Dino dá 30 dias para Câmara e Senado explicarem "emendas terceirizadas"
Decisão de Flávio Dino cobra medidas do Congresso para ampliar transparência de etapas da liberação de emendas parlamentares
Em decisão divulgada nesta terça-feira (14), o ministro do Supremo Tribunal Federal (STF) Flávio Dino concedeu prazo de 30 dias para que a Câmara e o Senado expliquem a inclusão de “emendas de terceiros” no Orçamento da União. O magistrado também determinou o envio de todas as medidas adotadas pelo Congresso no sentido de dar mais transparência às emendas parlamentares.
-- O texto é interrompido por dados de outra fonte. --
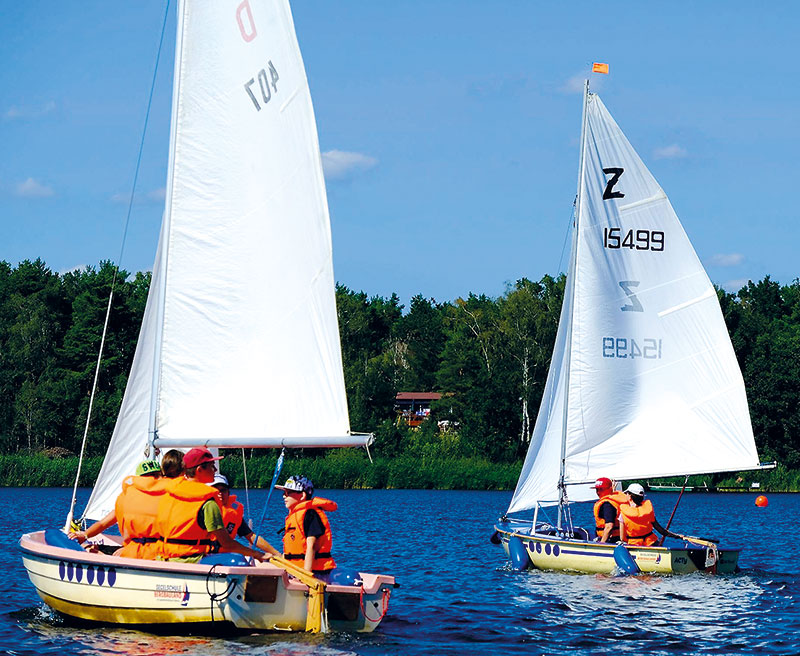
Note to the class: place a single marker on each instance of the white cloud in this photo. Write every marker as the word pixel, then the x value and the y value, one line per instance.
pixel 673 151
pixel 733 286
pixel 33 189
pixel 16 111
pixel 726 259
pixel 339 164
A decisão foi tomada após o bloqueio de bens no valor de R$ 119 milhões do presidente do PL, Valdemar Costa Neto, e de R$ 6,1 milhões do ex-presidente da Câmara, Eduardo Cunha (Republicanos), pela indicação de emendas sem o exercício de mandato parlamentar.
“Em conformidade com a Constituição, o Plano de Trabalho parte de uma premissa elementar, que reitero: somente parlamentares podem propor e deliberar sobre emendas parlamentares. Isso explica por que as medidas propostas pelo Poder Legislativo acertadamente não deixam espaço para a existência de emendas 'de terceiros' - ora compreendidos como não detentores de mandato parlamentar”, afirmou o ministro, na decisão.
Relator do inquérito que investiga suspeitas de desvio de recursos do chamado “orçamento secreto”, Dino solicitou informações sobre o processo de execução das emendas e os mecanismos que permitem o rastreio do dinheiro público.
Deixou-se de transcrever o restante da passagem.